観音開きの扉を開けて、協会の中に入る。想像した通り、中はむさ苦しい、ガラの悪い男ばかりだった。若干、女もいたがこれまた男勝りのような奴だった。
正面にはカウンターがあり受付には4人が立っていた。右の壁には掲示板があり、左側は椅子とテーブルが置いてあり、飲食スペースになっている。そこで何人もの冒険者らしき者が食事を取っていた。
リンは、カウンターの一人の受付嬢の所へ行った。
「マリーンさん!」
「薬屋のリンさんじゃないですか。どうしたのですか?」
「あのね、大灰熊を倒したんだけどどうしたらいい?」
「えっ⁉ リンさんがですか?」
「まさか、私じゃないよ。倒したのは、このラムルさん!」
「はあ⁉」
「どうも、初めまして、ラムルです。

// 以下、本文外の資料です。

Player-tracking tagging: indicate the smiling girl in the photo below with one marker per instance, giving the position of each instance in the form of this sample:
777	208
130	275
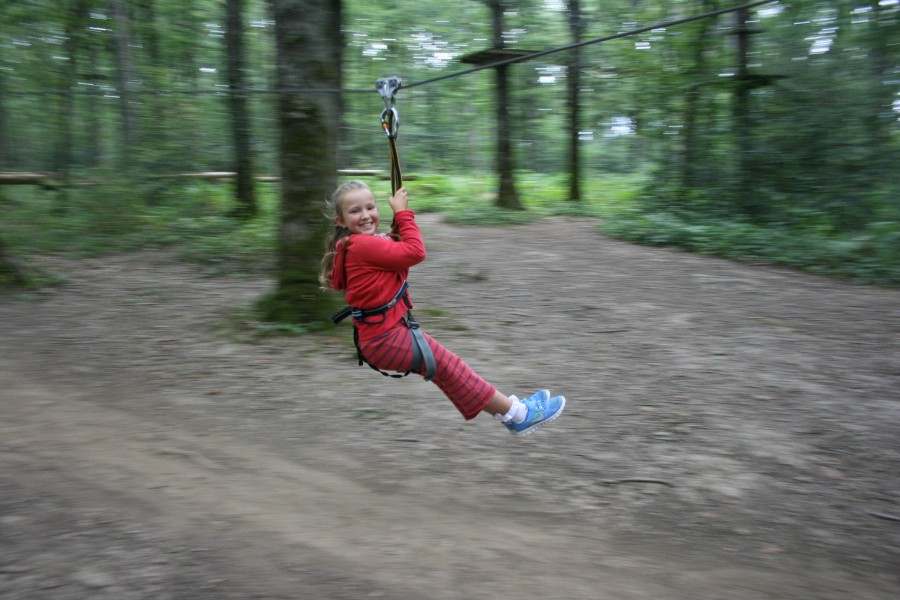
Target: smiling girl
371	269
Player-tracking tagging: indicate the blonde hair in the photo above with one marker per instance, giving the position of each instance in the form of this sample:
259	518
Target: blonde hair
333	210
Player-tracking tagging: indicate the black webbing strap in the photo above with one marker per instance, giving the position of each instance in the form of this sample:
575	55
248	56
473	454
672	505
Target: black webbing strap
390	123
359	315
421	350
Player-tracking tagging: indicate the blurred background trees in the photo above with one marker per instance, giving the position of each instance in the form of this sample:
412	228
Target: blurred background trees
784	115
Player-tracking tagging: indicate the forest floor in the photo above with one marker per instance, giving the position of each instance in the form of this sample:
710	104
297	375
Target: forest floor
732	432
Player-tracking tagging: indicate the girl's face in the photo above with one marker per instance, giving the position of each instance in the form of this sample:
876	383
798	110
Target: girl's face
359	213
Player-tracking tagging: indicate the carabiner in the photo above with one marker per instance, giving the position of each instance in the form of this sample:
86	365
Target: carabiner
387	87
390	122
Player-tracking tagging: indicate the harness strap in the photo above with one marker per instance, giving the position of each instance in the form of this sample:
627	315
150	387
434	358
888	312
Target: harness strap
422	354
360	314
421	350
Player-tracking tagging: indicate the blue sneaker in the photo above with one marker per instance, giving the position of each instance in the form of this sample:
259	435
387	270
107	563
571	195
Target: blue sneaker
541	410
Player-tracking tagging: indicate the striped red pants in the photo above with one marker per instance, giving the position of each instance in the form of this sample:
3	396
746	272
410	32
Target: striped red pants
392	351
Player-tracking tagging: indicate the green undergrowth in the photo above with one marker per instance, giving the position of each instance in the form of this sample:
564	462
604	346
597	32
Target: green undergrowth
870	255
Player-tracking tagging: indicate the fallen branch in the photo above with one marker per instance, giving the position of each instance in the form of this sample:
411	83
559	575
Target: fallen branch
884	516
637	480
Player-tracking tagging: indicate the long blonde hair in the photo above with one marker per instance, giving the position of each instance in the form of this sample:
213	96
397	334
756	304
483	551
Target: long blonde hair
333	210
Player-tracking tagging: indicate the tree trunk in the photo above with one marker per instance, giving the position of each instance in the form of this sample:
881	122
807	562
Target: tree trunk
507	196
573	85
308	44
125	74
749	201
7	157
240	118
689	156
11	273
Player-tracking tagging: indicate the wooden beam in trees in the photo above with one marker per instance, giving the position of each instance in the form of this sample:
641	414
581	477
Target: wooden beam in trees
51	180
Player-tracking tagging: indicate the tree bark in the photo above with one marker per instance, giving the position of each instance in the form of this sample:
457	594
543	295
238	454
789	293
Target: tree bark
507	195
240	118
308	43
125	73
749	201
573	85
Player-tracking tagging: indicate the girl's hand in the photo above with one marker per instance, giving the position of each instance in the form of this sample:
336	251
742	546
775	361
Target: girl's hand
399	201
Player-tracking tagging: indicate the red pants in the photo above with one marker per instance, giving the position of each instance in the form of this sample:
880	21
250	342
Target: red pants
392	351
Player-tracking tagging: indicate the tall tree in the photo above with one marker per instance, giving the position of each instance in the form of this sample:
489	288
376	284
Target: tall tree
573	85
507	195
125	73
240	117
308	45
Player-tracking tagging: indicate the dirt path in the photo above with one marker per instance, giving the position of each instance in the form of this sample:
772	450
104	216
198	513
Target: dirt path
733	432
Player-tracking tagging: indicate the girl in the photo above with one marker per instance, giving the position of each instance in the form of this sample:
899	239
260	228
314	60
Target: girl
371	269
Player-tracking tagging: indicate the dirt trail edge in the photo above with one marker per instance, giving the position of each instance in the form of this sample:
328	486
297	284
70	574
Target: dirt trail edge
732	433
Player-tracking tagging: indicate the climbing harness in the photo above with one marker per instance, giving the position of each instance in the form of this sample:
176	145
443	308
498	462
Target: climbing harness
422	354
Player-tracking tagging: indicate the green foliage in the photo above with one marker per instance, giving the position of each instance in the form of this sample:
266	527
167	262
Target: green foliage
870	256
189	218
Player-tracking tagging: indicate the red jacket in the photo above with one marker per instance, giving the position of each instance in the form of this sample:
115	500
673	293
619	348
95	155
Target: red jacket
372	268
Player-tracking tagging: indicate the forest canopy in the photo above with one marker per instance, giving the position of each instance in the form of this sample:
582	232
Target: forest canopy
769	132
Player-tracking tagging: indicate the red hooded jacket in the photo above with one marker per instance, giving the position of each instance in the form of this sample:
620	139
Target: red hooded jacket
370	269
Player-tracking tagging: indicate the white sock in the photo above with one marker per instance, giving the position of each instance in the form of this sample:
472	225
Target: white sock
517	412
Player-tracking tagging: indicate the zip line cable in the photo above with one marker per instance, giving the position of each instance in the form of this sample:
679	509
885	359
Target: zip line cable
607	38
509	61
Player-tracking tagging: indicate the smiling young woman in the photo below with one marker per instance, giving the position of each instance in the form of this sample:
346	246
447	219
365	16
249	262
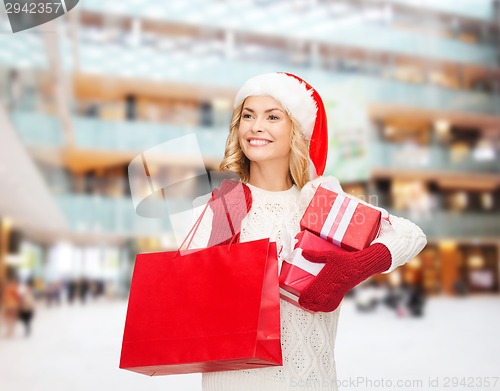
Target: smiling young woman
261	131
277	143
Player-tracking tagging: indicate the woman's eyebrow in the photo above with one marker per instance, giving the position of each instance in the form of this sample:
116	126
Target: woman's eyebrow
267	111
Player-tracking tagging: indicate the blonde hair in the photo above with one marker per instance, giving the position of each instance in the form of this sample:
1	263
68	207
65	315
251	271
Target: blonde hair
236	161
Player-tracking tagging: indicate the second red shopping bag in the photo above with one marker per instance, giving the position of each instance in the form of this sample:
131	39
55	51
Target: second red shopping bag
209	310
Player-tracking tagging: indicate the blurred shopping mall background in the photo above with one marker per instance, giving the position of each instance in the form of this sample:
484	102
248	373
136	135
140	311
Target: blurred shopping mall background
412	89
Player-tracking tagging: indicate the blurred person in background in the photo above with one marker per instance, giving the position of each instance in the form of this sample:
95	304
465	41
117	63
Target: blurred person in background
276	143
27	306
368	296
11	301
416	300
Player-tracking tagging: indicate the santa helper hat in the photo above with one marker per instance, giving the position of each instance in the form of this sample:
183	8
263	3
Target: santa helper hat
302	102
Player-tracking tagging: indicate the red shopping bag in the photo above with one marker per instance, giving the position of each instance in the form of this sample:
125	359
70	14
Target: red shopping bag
209	310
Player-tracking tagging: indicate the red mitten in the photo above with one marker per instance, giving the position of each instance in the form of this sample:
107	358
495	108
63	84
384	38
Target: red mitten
230	204
342	271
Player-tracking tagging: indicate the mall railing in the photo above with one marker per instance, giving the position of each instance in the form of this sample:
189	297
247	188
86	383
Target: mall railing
433	157
101	214
316	24
93	133
441	224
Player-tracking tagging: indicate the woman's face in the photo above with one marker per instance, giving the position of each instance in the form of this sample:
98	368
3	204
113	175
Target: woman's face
265	130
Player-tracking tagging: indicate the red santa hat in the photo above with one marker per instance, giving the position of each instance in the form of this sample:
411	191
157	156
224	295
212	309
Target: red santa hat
302	102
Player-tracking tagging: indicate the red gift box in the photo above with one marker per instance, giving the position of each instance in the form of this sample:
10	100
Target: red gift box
296	271
215	309
344	221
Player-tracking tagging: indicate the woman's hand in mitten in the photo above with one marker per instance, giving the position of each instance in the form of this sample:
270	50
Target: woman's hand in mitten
403	238
343	270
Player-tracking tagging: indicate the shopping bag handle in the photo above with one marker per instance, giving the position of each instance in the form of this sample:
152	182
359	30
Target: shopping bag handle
197	223
193	229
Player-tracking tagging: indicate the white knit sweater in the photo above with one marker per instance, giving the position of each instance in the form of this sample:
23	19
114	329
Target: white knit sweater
307	339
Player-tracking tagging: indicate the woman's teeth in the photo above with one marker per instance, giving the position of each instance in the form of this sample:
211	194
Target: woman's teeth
258	142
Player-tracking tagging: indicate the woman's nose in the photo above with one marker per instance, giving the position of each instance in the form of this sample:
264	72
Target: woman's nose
257	126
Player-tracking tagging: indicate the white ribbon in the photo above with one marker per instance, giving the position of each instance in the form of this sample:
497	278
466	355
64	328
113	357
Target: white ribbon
296	259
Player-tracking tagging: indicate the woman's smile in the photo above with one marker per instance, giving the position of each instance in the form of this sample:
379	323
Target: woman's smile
258	142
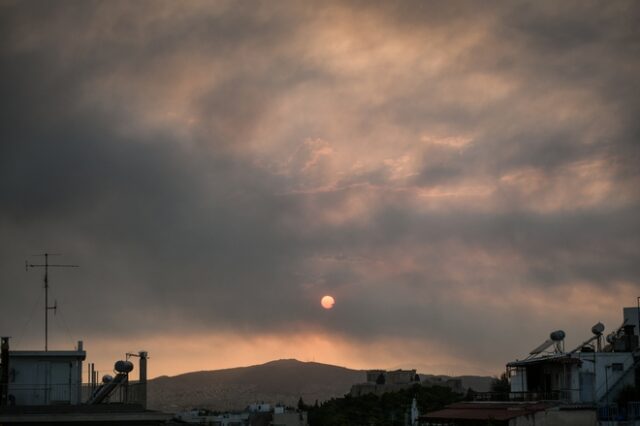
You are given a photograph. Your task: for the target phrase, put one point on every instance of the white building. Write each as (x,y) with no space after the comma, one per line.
(45,378)
(588,374)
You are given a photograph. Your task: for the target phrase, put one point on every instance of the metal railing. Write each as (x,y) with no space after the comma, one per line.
(629,411)
(557,395)
(39,394)
(131,392)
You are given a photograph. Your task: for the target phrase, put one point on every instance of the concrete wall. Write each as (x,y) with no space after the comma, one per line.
(599,363)
(44,381)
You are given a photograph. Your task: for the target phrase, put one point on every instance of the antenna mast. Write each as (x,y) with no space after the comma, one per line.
(47,308)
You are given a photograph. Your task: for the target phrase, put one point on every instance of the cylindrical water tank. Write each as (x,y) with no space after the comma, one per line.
(123,366)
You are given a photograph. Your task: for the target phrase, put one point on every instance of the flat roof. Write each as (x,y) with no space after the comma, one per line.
(48,354)
(485,411)
(560,359)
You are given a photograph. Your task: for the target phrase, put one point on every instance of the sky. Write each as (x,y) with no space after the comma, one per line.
(462,178)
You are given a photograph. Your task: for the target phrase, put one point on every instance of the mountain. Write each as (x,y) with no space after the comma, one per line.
(283,381)
(477,383)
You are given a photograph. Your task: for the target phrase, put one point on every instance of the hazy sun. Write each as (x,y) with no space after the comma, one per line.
(327,302)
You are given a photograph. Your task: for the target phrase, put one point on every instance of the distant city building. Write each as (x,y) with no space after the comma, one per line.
(553,386)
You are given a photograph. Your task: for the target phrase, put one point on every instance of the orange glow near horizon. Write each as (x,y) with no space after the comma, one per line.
(327,302)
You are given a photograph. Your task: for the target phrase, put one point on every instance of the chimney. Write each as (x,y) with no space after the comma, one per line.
(4,371)
(143,377)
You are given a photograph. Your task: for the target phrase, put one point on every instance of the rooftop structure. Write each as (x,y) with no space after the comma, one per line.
(38,387)
(593,372)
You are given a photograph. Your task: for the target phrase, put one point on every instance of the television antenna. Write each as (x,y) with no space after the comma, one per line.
(47,308)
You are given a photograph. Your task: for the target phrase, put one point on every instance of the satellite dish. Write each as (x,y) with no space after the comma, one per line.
(123,366)
(597,329)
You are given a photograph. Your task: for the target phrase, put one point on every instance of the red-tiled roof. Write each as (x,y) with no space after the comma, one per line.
(485,411)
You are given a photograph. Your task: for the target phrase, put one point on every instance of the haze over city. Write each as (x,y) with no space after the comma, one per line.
(462,179)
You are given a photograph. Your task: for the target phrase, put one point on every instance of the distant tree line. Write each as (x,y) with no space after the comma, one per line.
(389,409)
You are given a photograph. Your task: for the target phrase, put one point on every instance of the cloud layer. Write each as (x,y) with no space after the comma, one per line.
(457,178)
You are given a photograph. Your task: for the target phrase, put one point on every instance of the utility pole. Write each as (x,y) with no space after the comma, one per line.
(47,308)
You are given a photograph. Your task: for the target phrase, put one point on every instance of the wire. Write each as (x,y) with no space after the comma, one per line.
(33,310)
(66,327)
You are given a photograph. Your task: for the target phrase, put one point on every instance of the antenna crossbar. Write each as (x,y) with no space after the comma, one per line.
(46,265)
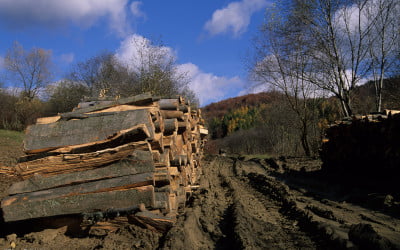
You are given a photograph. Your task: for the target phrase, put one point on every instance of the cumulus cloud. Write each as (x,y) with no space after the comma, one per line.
(67,58)
(135,9)
(209,87)
(234,18)
(26,13)
(136,48)
(1,62)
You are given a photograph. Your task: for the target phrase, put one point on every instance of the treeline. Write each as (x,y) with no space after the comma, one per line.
(32,92)
(265,122)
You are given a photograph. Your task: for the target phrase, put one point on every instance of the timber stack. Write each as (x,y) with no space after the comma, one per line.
(364,146)
(139,156)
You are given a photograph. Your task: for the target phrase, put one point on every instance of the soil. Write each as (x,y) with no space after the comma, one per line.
(285,203)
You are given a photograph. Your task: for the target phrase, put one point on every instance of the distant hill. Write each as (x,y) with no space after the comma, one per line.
(219,109)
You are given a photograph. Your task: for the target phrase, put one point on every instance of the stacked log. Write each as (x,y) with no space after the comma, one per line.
(136,154)
(364,145)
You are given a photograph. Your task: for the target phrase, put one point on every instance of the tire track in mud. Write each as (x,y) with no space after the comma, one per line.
(230,214)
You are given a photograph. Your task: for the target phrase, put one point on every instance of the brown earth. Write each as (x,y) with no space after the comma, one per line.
(246,204)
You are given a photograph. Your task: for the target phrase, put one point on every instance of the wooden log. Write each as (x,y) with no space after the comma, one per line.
(184,108)
(67,163)
(92,103)
(10,171)
(156,156)
(183,126)
(170,126)
(168,104)
(102,228)
(16,208)
(143,99)
(138,133)
(169,114)
(157,142)
(153,221)
(47,120)
(45,137)
(137,163)
(179,160)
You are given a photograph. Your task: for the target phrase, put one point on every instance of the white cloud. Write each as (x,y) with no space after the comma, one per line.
(67,58)
(234,18)
(135,9)
(209,87)
(25,13)
(136,48)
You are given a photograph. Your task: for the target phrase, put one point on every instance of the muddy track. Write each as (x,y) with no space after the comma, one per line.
(234,215)
(250,205)
(243,205)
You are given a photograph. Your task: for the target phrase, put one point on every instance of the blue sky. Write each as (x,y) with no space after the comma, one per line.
(209,38)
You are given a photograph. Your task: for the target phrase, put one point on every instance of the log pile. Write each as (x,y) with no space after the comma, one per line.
(364,145)
(138,154)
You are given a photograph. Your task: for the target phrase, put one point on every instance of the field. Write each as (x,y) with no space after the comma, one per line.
(252,202)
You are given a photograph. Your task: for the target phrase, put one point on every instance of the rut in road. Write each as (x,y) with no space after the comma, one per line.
(230,214)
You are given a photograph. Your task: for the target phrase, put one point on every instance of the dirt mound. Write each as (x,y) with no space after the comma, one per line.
(254,204)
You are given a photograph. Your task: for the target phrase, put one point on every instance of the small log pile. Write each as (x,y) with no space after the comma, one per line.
(364,145)
(138,154)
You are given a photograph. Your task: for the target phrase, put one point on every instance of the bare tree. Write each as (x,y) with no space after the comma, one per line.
(282,61)
(29,69)
(344,44)
(156,69)
(150,68)
(103,72)
(384,42)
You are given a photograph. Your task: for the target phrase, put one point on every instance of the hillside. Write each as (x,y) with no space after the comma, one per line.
(219,109)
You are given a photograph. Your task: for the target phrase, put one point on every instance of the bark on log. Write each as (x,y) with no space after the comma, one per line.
(169,104)
(66,163)
(153,221)
(45,137)
(169,114)
(82,202)
(137,163)
(170,126)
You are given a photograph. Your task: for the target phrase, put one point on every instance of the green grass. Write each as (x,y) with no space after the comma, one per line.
(9,136)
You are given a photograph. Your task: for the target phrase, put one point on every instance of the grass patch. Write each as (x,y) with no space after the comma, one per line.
(9,136)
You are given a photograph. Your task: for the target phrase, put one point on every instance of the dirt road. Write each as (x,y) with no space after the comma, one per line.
(256,204)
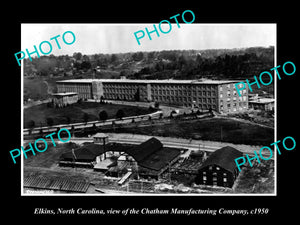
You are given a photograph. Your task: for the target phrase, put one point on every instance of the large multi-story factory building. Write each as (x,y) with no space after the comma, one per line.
(218,95)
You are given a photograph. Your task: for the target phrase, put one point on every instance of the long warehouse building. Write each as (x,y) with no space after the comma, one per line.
(218,95)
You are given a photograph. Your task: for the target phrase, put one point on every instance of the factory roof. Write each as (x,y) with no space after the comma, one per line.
(262,100)
(223,157)
(64,93)
(171,81)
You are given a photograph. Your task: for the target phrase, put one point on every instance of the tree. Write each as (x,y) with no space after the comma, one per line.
(49,121)
(120,114)
(103,115)
(31,123)
(77,55)
(85,117)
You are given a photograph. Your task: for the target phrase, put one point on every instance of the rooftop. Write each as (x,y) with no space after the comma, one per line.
(263,100)
(223,157)
(150,154)
(64,94)
(200,81)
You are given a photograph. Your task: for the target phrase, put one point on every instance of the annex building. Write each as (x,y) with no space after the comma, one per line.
(218,95)
(148,159)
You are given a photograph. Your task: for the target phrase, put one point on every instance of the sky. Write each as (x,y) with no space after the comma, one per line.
(119,38)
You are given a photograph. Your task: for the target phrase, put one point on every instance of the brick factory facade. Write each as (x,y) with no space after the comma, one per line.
(218,95)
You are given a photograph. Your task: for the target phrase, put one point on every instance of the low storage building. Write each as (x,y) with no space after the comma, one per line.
(219,169)
(149,159)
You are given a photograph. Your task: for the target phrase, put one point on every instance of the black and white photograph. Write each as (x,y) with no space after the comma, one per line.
(161,118)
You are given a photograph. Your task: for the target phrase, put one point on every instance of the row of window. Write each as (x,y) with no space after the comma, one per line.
(182,87)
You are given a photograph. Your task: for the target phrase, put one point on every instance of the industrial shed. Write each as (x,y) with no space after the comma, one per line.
(219,169)
(149,158)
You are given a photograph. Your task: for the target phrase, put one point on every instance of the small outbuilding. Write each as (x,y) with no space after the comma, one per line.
(219,169)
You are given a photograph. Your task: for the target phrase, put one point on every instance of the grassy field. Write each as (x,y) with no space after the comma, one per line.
(213,129)
(76,111)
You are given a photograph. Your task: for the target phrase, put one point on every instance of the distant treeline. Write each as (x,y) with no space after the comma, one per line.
(177,64)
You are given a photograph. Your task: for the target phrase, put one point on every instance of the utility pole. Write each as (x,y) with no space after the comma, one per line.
(221,133)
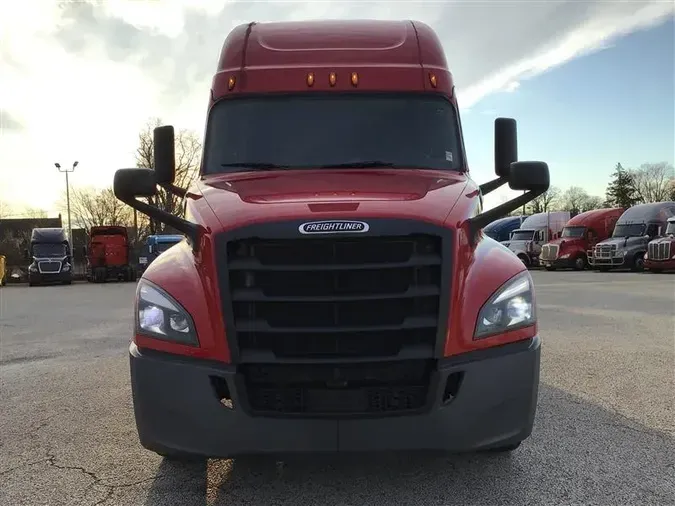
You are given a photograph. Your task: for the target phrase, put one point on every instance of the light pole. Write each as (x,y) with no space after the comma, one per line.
(70,225)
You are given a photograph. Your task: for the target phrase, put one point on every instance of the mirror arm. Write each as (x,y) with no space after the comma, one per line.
(491,186)
(176,190)
(191,230)
(478,222)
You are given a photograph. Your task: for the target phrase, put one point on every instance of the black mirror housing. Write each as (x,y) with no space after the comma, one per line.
(506,145)
(130,183)
(532,176)
(164,154)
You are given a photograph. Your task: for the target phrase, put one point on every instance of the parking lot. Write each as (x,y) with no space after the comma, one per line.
(604,433)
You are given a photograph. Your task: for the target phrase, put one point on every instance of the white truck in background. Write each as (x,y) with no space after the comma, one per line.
(534,232)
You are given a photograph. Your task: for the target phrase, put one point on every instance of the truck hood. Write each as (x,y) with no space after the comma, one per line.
(245,198)
(660,240)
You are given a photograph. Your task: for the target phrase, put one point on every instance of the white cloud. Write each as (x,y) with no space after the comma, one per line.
(79,81)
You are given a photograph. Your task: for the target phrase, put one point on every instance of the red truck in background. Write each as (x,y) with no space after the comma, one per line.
(335,291)
(108,255)
(660,254)
(580,234)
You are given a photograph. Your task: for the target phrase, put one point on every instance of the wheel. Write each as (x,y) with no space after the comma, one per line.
(580,263)
(638,263)
(505,448)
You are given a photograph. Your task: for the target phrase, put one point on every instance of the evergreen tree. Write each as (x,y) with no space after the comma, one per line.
(621,190)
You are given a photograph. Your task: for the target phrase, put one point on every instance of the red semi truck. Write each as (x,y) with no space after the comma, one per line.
(336,292)
(580,235)
(108,255)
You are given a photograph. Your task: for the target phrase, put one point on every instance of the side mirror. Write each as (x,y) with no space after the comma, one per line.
(164,154)
(506,145)
(130,183)
(529,176)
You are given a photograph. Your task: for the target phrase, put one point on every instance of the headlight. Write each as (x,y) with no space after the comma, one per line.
(158,315)
(510,308)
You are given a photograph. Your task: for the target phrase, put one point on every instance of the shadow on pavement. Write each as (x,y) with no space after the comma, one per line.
(578,453)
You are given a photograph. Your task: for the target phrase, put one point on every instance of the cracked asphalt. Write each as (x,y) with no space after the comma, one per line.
(604,432)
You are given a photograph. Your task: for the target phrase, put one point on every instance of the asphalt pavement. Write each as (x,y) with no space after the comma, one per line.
(604,432)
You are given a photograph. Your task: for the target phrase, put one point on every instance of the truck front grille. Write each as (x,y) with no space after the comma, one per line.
(49,266)
(659,251)
(549,252)
(335,297)
(363,388)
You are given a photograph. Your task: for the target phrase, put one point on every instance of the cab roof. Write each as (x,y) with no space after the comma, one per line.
(332,42)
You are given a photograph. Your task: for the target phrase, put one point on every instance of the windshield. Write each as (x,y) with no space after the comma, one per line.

」
挨拶をするが、受付嬢、マリーンといったか、がキョトンとしている。
「え~と、大灰熊はいないようですが、証明部位を持ってきたということでしょうか?」
「いや、部位ではなく、体ごと全部あるぞ。ここに出せばいいのか?」
「ちょっと待ってください。まず冒険者カードを確認させていただます。」
「そんなもんは、もってない。」
「えっ、」
「ラムルさんは、冒険者じゃないんだよ。それに収納術があるの。内緒だけど。」
狼狽するマリーンにリンがそっと耳打ちする。
「そうですか…、それではちょっとこっちに来てただけますか。」
マリーンに案内され、掲示板横の通路から大きな部屋にでた。何かの作業場だろうか、奥のほうには色々な荷物が山積みになっており、少し、生臭いにおいがしていた。
「ちょっと、待ってくださいね。」
そう言うとマリーンが出て行って、暫くしたら、ごつい大男を連れて戻ってきた。
「おお、お前か、冒険者でもないのに大灰熊を倒したってホラ吹き野郎は?」
「誰だぁ、あんたは?」
「俺は、ここの副支部長だ、よろしく頼む。」
と大男はニヤリと笑う。人を見下す気に食わない笑いだ。
「それで。俺はどうすれば良いんだ。」
「なに⁉︎」
「冒険者協会とやらも底が知れてるな。副支部長が確認もせずにホラ吹き呼ばわりとは。」
「ほう、それでは、本当にお前が大灰熊を討伐したと?」
「最初にリンがそっちの女にそう言った筈だが。」
「一人で倒したのか?」
「そうだ、一人だ!」
「そんな事を言うから信用できんのだ! 大灰熊は、C等級の魔物だB級なら一人でも討伐出来るかもしれんが、C級以下だと二人以上でないと無理だ。冒険者でないお前が一人で倒したなど大ホラ以外のなんだと言うのだ。仮にお前が大灰熊の死体を持っていたとしてもお前が討伐した証拠にはならんぞ。」
(こいつはなんなんだ、何故こんなに俺を目の仇にする。何かあるのか。)
「まあ、どうしてもと言うのなら大灰熊の死体を出せ!」
「断る!」
「なに⁉︎」
「お前は信用できない。現物を確認したところで、何だかんだといちゃもんをつけて、なかったことにするつもりだろう。それに俺はただ討伐の報告に来ただけだ。何もしてもらわなくても問題はない。信じる信じないはそっちの勝手だ!」
「貴様、協会を舐めおってからに! おい、あいつらを呼んで来い! 訓練場に行くぞ!」
「?」
「貴様の本当に大灰熊を倒せるか、実力を見てやろう! この俺を怒らせたことを後悔させてやる。」
「大仰だな。いいだろう。冒険者とやらの実力も見てみたいしな。」
俺は、マリーンの案内で副支部長の後をついて、訓練場へ向かった。